Avrebbe compiuto 70 anni lo scorso l6 febbraio, Massimo Troisi. E nei giorni scorsi l’attore napoletano è stato celebrato in diversi modi, quasi riscoperto, premiato anche con una laurea honoris causa all’Università Federico II di Napoli (in “Discipline della musica e dello spettacolo. Storia e teoria”). Un riconoscimento più che postumo, ma decisamente meritato dall’attore napoletano che – come spesso succede – è stato pienamente apprezzato dalla critica e in generale, con un po’ di ritardo. Lui stesso aveva scelto una via impervia per realizzare il suo progetto artistico e di vita, senza nascondere l’identità territoriale ma anzi sottolineando l’appartenenza partenopea. E l’uso del dialetto senza filtri aveva ostacolato il suo cammino. Nelle rievocazioni viste recentemente – tra tutte quella sulla Rai – emerge spesso questo dettaglio. Significativo un primo piano su Mastroianni che ammette, senza remore: «Mi sono trovato molto bene con Massimo, non capisco tutto quello che mi dice ma credo che siano belle cose». Una battuta rivelatrice. Ma per Troisi si trattava di una questione di principio, far passare quella cultura profondamente napoletana in contrapposizione al modello del nord, in una fase storica in cui questo divario era ancor più sentito che adesso.

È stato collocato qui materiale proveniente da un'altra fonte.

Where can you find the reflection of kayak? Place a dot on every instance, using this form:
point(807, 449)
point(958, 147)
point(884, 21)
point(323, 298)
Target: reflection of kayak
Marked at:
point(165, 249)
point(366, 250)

Ma ciò che è meno risaputo, probabilmente, è quanto Troisi abbia dovuto lottare nella vita per affermarsi. Nato in una famiglia molto numerosa (papà Alfredo ferroviere e mamma Elena casalinga) condivideva l’appartamento anche con altri parenti. Fin da piccolo Massimo deve fare i conti con una patologia invalidante, una degenerazione della valvola mitrale. A teatro ci arriva quasi casualmente. Quando ha 17 anni la morte della madre avviene in circostanze drammatiche ed è un trauma, ma in qualche modo arricchisce la sua verve comica. Nel 1976 si sottopone a un intervento alla valvola mitrale, a Houston, reso possibile da una colletta organizzata dal quotidiano Il Mattino di Napoli. Da lì in avanti si sviluppa la sua carriera, ma 17 anni (i numeri…) dopo un nuovo intervento negli Stati Uniti non si rivela risolutivo come aveva sperato, e la sua salute comincia a peggiorare. Sono trascorsi due giorni dal termine delle riprese di “Il postino”, quando Troisi muore. Attratto da donne fascinose, aveva condiviso un lungo amore con la sceneggiatrice dei suoi film, la scrittrice piemontese – nata a Borgomanero e torinese d’adozione – Anna Pavignano che, come lei stessa ha rivelato in una recente intervista al Corriere della Sera, a Massimo insegnò la classica frase «Dui puvrun bagnà n’t l’oli». Facile immaginare l’esito…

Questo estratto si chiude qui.